When it comes to fantasy football drafts, how to approach the tight end position usually comes with plenty of debate. Some like to draft tight ends early, and others like to punt the position and draft them late. I want to share with you my strategy for this year’s tight-end landscape, including which tight ends I like at each stage of the draft.
2023 Fantasy Football Tight End Strategy
Travis Kelce, Kansas City Chiefs — ADP 5
Kelce has been the best fantasy tight end for quite some time now, and he gives the manager who drafts him a significant positional advantage. I generally do not like to take a tight end this early, but this may be the year to do so. There is a ton of value at other positions in the mid-to-late rounds, especially at running back, so you can take your tight end advantage and still hit the draft out of the park at other positions. With Kelce on my team, I am waiting to take a quarterback and most likely grabbing receivers in Rounds 2 and 3, then drafting my running backs in Rounds 4-7, with a possibility of taking a top-notch QB in Round 4.
TE TJ Hockenson, Minnesota Vikings — ADP 45
In my first-ever high-stakes fantasy draft, I took Hockenson with pick 44 of the fourth round. I didn’t necessarily target him, but for me, he made the most sense. He is another tight end that will give you a positional advantage and has the chance to put up huge numbers, and is my favorite of the mid-tier post-Kelce options. He joined the Vikings for their final 10 games in 2022, and had 60 catches for 520 yards, which would put him on pace for 102 catches and 880 yards. I think those numbers go up in 2023, considering he will have a full camp and preseason with QB Kirk Cousins and in the Vikings’ system. I also think he will approach double-digit touchdowns, as I expect the Vikings to be in shootouts again this year because their defense isn’t expected to be very good. I like drafting Hockenson in the fourth round because the running back value starts in Rounds 5-8 and you still get an elite WR in Round 1. For example, in my high-stakes draft, the manager who took Kelce in Round 1 ended up with Seattle’s Tyler Lockett in the fourth round, while I took Dallas WR CeeDee Lamb in the first round, and I believe that a Lamb/Hockenson combination will outscore a Kelce/Lockett combination.

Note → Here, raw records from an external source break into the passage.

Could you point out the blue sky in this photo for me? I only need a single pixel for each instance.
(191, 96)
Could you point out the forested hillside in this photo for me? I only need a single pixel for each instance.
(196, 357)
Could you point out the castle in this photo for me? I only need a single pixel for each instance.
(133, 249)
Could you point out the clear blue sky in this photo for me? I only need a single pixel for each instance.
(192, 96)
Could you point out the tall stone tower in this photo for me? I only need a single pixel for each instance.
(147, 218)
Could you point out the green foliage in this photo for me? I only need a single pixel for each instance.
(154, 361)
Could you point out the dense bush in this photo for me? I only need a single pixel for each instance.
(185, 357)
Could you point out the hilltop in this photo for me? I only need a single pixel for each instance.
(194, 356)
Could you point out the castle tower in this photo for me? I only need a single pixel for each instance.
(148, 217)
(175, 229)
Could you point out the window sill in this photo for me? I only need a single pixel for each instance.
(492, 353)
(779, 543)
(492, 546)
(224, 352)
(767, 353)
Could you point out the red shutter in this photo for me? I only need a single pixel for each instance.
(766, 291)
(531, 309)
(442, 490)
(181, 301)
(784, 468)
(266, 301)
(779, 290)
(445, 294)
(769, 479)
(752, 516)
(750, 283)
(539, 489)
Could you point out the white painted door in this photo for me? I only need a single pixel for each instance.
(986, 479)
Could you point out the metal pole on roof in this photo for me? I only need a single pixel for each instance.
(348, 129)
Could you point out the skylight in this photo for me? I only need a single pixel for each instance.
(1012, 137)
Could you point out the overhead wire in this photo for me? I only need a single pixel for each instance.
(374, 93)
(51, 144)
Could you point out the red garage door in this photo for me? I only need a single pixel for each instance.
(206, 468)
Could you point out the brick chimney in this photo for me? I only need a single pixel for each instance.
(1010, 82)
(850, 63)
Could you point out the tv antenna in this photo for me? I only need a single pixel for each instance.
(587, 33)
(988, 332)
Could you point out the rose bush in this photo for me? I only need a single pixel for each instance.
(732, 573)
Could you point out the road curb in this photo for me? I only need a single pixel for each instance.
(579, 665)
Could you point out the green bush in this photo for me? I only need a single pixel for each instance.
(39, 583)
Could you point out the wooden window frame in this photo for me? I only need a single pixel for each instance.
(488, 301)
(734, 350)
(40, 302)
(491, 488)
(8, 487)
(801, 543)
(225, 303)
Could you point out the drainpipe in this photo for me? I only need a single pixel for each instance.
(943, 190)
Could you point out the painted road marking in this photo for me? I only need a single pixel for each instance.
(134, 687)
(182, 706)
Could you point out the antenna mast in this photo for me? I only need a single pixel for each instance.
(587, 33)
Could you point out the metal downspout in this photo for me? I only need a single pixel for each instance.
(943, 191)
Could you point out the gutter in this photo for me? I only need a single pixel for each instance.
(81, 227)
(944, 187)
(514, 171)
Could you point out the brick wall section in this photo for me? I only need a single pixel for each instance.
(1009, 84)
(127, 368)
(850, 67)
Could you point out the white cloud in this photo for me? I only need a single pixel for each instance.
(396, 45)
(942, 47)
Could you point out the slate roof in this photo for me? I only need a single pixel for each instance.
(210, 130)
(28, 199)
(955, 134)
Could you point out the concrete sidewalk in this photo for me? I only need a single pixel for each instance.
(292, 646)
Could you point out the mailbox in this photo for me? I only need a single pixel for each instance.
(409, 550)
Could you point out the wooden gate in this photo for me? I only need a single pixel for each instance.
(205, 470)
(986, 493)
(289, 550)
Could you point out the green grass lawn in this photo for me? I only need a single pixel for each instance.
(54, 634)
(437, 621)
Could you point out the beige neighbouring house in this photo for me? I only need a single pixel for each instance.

Another underappreciated bonus for drafting Hockenson is that he gives you a set-it-and-forget-it tight end every week if healthy. Struggling between choosing two mediocre tight ends can be frustrating and downright annoying.
Chigoziem Okonkwo, Tennessee Titans — ADP 132
Maybe you don’t land Kelce and don’t like TJ in the 4th round. You may want to take an elite QB like Lamar Jackson or a WR like Calvin Ridley. Now is when you punt the tight end position and target Chig Okonkwo. He has seen his ADP fall all the way to the eleventh round after the Titans’ addition of free agent WR DeAndre Hopkins. I’m not too concerned about Hopkins, and I will not wait that long and will draft Okonkwo as early as the ninth round. If I don’t have Kelce or TJ, then Chig is a MUST-HAVE player on my team. He has good size and speed with a lot of athleticism. He could be a sleeper to get 800 yards and double-digit touchdowns, which gives him the ability to be a league-winning tight end.
Jake Ferguson, Dallas Cowboys — ADP 225
Ferguson is a player I am targeting as my backup tight end. He takes over the starting tight end position in Dallas after the departure of Dalton Schultz. Ferguson is a tall 6’5″ and can catch the ball in traffic. I would expect a 60 -70 catch season for 500-600 yards for the second-year player out of Wisconsin. He can give you some stability if you have an injury and are on bye weeks. Even if you drafted Kelce or Hockenson, you may have weeks where you start both them and Ferguson, one as your tight end and one in the flex.
TE Jelani Woods, Indianapolis Colts — ADP 249
I really like Woods as a player, and I feel he could explode in the right situation. He has all the tools that you want from a pass-catching tight end. He is a bigger Chigoziem Okonkwo, although his situation isn’t as promising. The only thing holding him back has been quarterback play. I think there is an outside chance that he can more than double his rookie numbers, where he caught 25 passes for 312 yards and three touchdowns. He isn’t being drafted in most traditional leagues, but could be a good asset in deep bench leagues and Best Ball leagues.